A problemática da violência contra as mulheres revela que por detrás de muitas condutas violentas encontram-se representações sociais do "ser masculino" e do "ser feminino", interiorizadas tanto em homens como em mulheres: e que essas representações fazem com que o contexto da autoria saia da mera esfera dos autores materiais da agressão para o das formas como o agressor e a vítima se representam socialmente entre si e na sua relação mútua.
A violência nas relações amorosas expressa dinâmicas de afecto/poder, nas quais estão presentes relações de subordinação e dominação (por vezes consentidas), sendo o ritual das agressões iniciado, muitas vezes, no namoro, que corresponde à fase da escolha do(a)parceiro(a) e também ao momento em que se iniciam as primeiras negociações e padrões de relacionamento. E, que em alguns casos, apesar da gravidade das agressões, vários mecanismos psicológicos, sociais e culturais ajudam a prolongar a situação mesmo depois de casadas.Num estudo recente, sobre as situações de violência extrema que dão origem a processos nos Institutos de Medicina Legal (IMLs) e futura participação judicial, a maioria de casos observados em Coimbra e no Porto referem-se à violência física (83%). Apesar da gravidade dos actos, os resultados mostram também que, para a maioria destas mulheres há uma trajectória de violência que vem detrás: em 84% dos casos é anterior ao último ano e em 36.7% das situações essa violência prolonga-se mesmo por um período dupeiror a dez anos. Igualmente é de assinalar a percentagem considerável de mulheres que refere ter sofrido vários tipos de violência (nomeadamente, física e psicológica), o que vem reforçar a hipótese de que em alguns casos a violência tende a ocorrer em "cachos", no sentido em que os actos estão intrincados entre si e vão ocorrendo de uma forma articulada e em cascata, particularmente quando há uma trajectória de violência.
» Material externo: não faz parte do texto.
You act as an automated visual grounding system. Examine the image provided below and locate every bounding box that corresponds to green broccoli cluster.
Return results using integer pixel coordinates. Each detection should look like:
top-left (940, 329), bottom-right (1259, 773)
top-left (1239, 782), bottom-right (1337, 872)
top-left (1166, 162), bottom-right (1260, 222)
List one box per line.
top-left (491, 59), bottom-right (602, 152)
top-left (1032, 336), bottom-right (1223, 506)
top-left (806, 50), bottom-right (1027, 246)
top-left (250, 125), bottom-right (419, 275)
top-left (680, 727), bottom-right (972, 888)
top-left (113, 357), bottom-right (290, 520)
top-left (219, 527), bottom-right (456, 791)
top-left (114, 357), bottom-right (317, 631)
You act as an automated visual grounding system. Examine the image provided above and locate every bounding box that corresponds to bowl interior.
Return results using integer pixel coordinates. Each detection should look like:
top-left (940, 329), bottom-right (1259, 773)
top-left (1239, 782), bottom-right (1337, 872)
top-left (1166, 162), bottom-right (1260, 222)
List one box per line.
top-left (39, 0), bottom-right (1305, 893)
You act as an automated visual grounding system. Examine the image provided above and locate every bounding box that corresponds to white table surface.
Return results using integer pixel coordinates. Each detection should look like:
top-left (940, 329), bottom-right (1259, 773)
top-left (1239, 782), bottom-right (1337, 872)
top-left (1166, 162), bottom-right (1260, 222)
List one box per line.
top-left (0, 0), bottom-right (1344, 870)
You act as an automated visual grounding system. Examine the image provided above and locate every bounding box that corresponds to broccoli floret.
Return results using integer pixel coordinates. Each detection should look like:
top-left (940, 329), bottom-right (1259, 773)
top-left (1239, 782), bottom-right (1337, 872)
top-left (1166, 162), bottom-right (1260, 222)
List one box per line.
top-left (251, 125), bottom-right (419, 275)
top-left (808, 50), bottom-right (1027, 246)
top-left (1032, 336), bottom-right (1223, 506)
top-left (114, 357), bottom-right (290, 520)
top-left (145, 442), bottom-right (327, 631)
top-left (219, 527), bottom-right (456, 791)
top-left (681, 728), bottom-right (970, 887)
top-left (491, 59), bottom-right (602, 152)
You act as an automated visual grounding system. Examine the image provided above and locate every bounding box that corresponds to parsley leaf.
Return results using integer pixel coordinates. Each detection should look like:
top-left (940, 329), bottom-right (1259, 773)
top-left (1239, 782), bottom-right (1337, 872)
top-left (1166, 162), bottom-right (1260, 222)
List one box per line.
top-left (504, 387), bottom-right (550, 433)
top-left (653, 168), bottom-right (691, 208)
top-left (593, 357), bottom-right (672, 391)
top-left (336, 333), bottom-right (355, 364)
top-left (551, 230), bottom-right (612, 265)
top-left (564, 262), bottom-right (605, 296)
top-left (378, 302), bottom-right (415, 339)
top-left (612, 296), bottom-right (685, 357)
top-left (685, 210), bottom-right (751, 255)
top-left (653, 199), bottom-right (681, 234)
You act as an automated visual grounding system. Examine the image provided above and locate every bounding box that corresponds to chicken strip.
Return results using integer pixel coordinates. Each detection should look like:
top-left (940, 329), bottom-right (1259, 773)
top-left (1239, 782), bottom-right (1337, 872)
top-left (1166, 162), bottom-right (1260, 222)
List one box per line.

Importa, então, conhecer o que prende estas mulheres a relações violentas, quando se encontram em contextos sociais que a tal não são obrigadas por constrangimentos institucionais, ou sociais deles derivados.
Formulação do Problema
De certo modo, poder-se-á dizer que a violência que afecta as mulheres é também socialmente construí da, quer pelos contextos socioculturais mais próximos que lhe estão associados na esfera das interacções quotidianas da vida privada e social, quer pelos contextos das várias camadas da sociedade envolvente, que, pela estigmatização dos géneros e dos papéis sociais institucionalizados, criam condições para que ela ocorra com diferente intensidade e frequência.
Quanto ao perfil social dos agressores, e tendo por referência os estudos citados, verificase que na relação de parentesco com as vítimas predominam os maridos (49,6% IMLs; 40% Custos Sociais), sendo que, nos resultados do estudo do IML de Coimbra 12,2% das mulheres vítimas têm como agressores os namorados.Outro aspecto importante que ajuda a compreender o contexto social e cultural que está subjacente à autoria da violência diz respeito às causas apontadas para a agressão. No caso da violência extrema, detectada nos IMLs, o ciúme é a mais referida (44,4%, sendo particularmente expressiva em Coimbra com 54,6%). O sentimento de ciúme, enquanto justificação da agressão, surge estreitamente relacionado com a construção social dos géneros, legitimando implicitamente (ou atenuando) a conduta de quem agride e, em alguns casos, servindo de prova da existência de afecto.
Objectivo geral
Interferir na Família: Expectativas de Reacção da Vitima de violência conjugal e da comunidade. A interferência na família por parte de entidades externas pode configurar a intervenção informal (por exemplo por parte de outros familiares ou dos vizinhos) ou formal e institucionalizada (por exemplo por parte das agências sociais e/ ou judiciais).
Objectivos específicos
Partindo de uma análise cultural do problema da violência no seio da família, pressupor que a interferência formal e institucionalizada é condicionada pelas crenças, valores e práticas sociais que consubstanciam uma percepção da família que é partilhada pela comunidade em determinado momento histórico (percepção social), definindo, de forma tácita, as normas, os limites e as expectativas em relação a essa mesma interferência. Quando os maus tratos conjugais configuram um crime público importa conhecer a percepção da comunidade em relação às expectativas de comportamento de uma mulher vitima de violência conjugal, às expectativas em relação às medidas a aplicar ao agressor e à motivação para intervir numa situação de maus tratos conjugais, alheia ao próprio, sugerindo a expectativa de comportamento por parte da comunidade em geral, no que concerne às situações de maus tratos conjugais.
Conhecer, Capacitar Prevenir; uma proposta interdisciplinar de enfrentamento da violência doméstica contra mulheres,crianças e adolescentes.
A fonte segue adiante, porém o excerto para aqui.